METHODS:The primary end-point of this multicentric, case-control study was to compare the prevalence of CCSVI between patients with MS, patients with other neurodegenerative diseases (ONDs) and healthy controls (HCs). Colour-coded duplex sonography was performed by a sonologist and the images were sent to one of three central sonologists for a second reading. Agreement between local and central sonologists or, in case of disagreement, the predominant judgment among the three central readers, was required for a diagnosis of CCSVI. All readings, data collection and analysis were blinded.

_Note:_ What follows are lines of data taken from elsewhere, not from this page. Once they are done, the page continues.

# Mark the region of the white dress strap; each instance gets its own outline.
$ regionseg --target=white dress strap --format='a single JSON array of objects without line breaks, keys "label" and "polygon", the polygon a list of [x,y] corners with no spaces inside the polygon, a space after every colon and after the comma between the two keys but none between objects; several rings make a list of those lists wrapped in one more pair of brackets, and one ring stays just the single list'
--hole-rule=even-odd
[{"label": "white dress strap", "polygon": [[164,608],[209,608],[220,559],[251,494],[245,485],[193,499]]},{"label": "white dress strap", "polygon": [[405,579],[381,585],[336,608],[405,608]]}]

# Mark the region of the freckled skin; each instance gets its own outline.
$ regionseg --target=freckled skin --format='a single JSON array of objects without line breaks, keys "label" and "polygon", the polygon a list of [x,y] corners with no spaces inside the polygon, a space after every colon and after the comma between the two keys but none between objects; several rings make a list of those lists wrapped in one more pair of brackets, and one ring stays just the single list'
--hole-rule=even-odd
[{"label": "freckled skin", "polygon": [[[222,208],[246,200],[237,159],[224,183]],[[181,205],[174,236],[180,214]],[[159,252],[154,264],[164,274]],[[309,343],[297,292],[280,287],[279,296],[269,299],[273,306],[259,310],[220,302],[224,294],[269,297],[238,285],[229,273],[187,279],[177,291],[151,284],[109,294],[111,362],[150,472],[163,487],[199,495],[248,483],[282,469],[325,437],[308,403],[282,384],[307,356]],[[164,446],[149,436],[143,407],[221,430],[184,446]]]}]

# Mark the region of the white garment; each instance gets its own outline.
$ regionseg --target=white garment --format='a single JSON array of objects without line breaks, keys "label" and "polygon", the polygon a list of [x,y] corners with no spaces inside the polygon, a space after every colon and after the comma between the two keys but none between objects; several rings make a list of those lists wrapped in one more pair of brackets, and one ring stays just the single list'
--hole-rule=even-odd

RESULTS:The study involved 35 MS centers across Italy and included 1874 subjects aged 18-55. 1767 (94%) were evaluable: 1165 MS patients, 226 patients with ONDs and 376 HCs. CCSVI prevalence was 3.26%, 3.10% and 2.13% for the MS, OND and HC groups, respectively. No significant difference in CCSVI prevalence was found amongst the three cohorts (MS versus HC, OR = 1.55, 95%CI = 0.72-3.36, p = 0.30; OND versus HC, OR = 1.47, 95%CI = 0.53-4.11, p = 0.46; MS versus OND, OR = 1.05, 95%CI = 0.47-2.39, p = 0.99). High negative and low positive agreement was found between the local and centralized readers.
CONCLUSIONS: CCSVI is not associated with MS.